Vedendolo ridere, l'ira si riaccese viva in Dante, il quale fece per colpirlo con un destro sul viso.
Vergil gli bloccò il braccio senza alcuno sforzo - il gemello aveva di nuovo mancato il bersaglio - e lo avvertì tacitamente di non ribellarsi come aveva fatto poco prima e Dante lasciò perdere, ma solo dopo aver sibilato un: «Non ti azzardare più a ridere» come monito per il futuro.
L'altro annuì con il capo dimostrando chiari segni d'impazienza ed esasperazione.
Dopo quell'accordo Dante si decise a portare all'oculista quegli occhiali per farglici montare le lenti adeguate.
L'operazione durò una mezz'ora, tempo che i due spesero in un locale poco distante dove - a detta del fratello più piccolo - facevano una pizza deliziosa, anche se la cucinavano per dividerla in svariati tranci, e non per venderla come pizza intera da consegnare a domicilio.
Vergil rimase con lui a guardarlo mentre divorava uno dopo l'altro ben tre grossi tranci di pizza farcita, non avendo altro da fare.
Quando tornarono a prendere gli occhiali, Vergil obbligò Dante a metterli immediatamente.
Inforcandoli, l'albino si guardò attorno ed esclamò: «Oh, wow...! Adesso è meglio!».
Un altro risolino minacciò di straripare dalle labbra di Vergil: ora che lo guardava meglio, quegli occhiali gli davano un'aria leggermente femminile.
Pagarono quanto dovevano - Dante non mancò di lamentarsi della cifra decisamente alta - e se ne tornarono alla Devil May Cry.
Dante sembrava improvvisamente felice del suo acquisto e si guardava di continuo attorno come per cogliere particolari nuovi che fino ad allora gli erano sfuggiti.
Quando arrivarono in agenzia, ci trovarono Lady distesa comodamente sul divano in attesa del loro ritorno.
«Finalmente» esclamò, vedendoli entrare «Che ti è successo?» domandò poi, sgranando gli occhi nel notare gli occhiali sul viso del padrone di casa.
«Ha l'occhio pigro» spiegò Vergil, superandolo per andare a fermarsi vicino alla ragazza.
«Come?» fece lei, scoppiando a ridere «Be', è così scansafatiche che non mi stupisce per niente» commentò sorridendo «E quegli occhiali li hai scelti tu?» domandò rivolgendosi al diretto interessato.
«Ovviamente» replicò con orgoglio Dante, gonfiando il petto ed appuntandosi le mani sui fianchi.
Lady si coprì gli occhi con una mano, cominciando a sganasciarsi dalle risate, smontando completamente l'atteggiamento fiero del ragazzo.
«Sono orribili!
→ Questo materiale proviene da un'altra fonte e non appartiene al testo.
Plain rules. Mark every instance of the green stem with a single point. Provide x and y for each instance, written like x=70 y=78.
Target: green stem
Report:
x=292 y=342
Ti fanno sembrare una ragazzina!» riuscì a dire.
Le risate di lei unite alla sua ultima affermazione iniziarono a contagiare anche Vergil, che non riuscì a reprimere ulteriormente le risa - per quanti sforzi avesse fatto fino ad allora e continuasse a fare.
Fu così che Dante si ritrovò davanti ai due che se la ridevano di lui quasi come se non ci fosse.
La sua espressione sconcertata si trasformò in una imbronciata prima di mutare ancora un'ultima volta in una carica d'ira.
Estrasse Ebony ed Ivory dalle fondine e puntò con fare sicuro verso i suoi bersagli, ora chiaramente messi a fuoco grazie alle lenti correttive.
«Non vi azzardate a ridere dei miei occhiali, chiaro?!» minacciò.